En el recorrido de la muestra también llaman la atención las esculturas Songye, procedentes de Congo, que se presentaban cubiertas de fetiches.

Estas grandes tallas, a pesa de lo impactante de sus dramáticas expresiones, aseguraban la protección de toda la comunidad y servían para combatir a los espíritus malignos, ha afirmado el comisario, quien ha detallado que una de las esculturas está adornada con cuernos y la otra rodeada de hijos con restos de viruelas y con una enigmática campana en su interior.

La importancia de estas esculturas está en que "ya no se trabaja así", pues conllevan mucho trabajo y los artistas emergentes empiezan a interesarse cada vez más por el arte occidental, ha lamentado el coleccionista, quien en el año 1979 compró sus dos primeras máscaras africanas.

Tras un viaje a París, donde visitó el antiguo museo de arte africano, sintió "la llamada de África" y puso rumbo a Camerún, uno de los países de los que tiene más obras de arte tiene.

En sus numerosas "expediciones" africanas, Guillermo Martínez ha convivido en la selva con los artistas, ya que, de forma general, suelen estar alejados de la sociedad, con la que "nunca son críticos".

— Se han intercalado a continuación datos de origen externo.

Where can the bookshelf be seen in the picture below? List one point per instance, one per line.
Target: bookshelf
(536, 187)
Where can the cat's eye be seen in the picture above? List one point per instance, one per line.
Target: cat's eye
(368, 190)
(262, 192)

Sin embargo, en ocasiones introducen en sus obras elementos irregulares o asimétricos para "mofarse" o "atemorizar" al pueblo, ha informado el comisario, quien se ha referido al arte tribal africano como "sincero y potente" con el que los artistas "muestran su modo de vida y cómo entienden la familia o el trabajo".

"Olviden todo lo que sobre arte moderno y contemporáneo y contemplen la colección", recomienda el comisario, quien también aconseja que se visite descalzo la exposición para así sentirla de forma más profunda.

Las obras que forman parte de la exposición, que ya se ha mostrado en Cataluña, no forman parte de una colección permanente en ningún museo sino que están guardadas y clasificadas en un almacén.

Por ello, la intención de su propietario es que alguna institución pública de Canarias quiera hacer un museo de arte africano en el que podrían estar expuestas.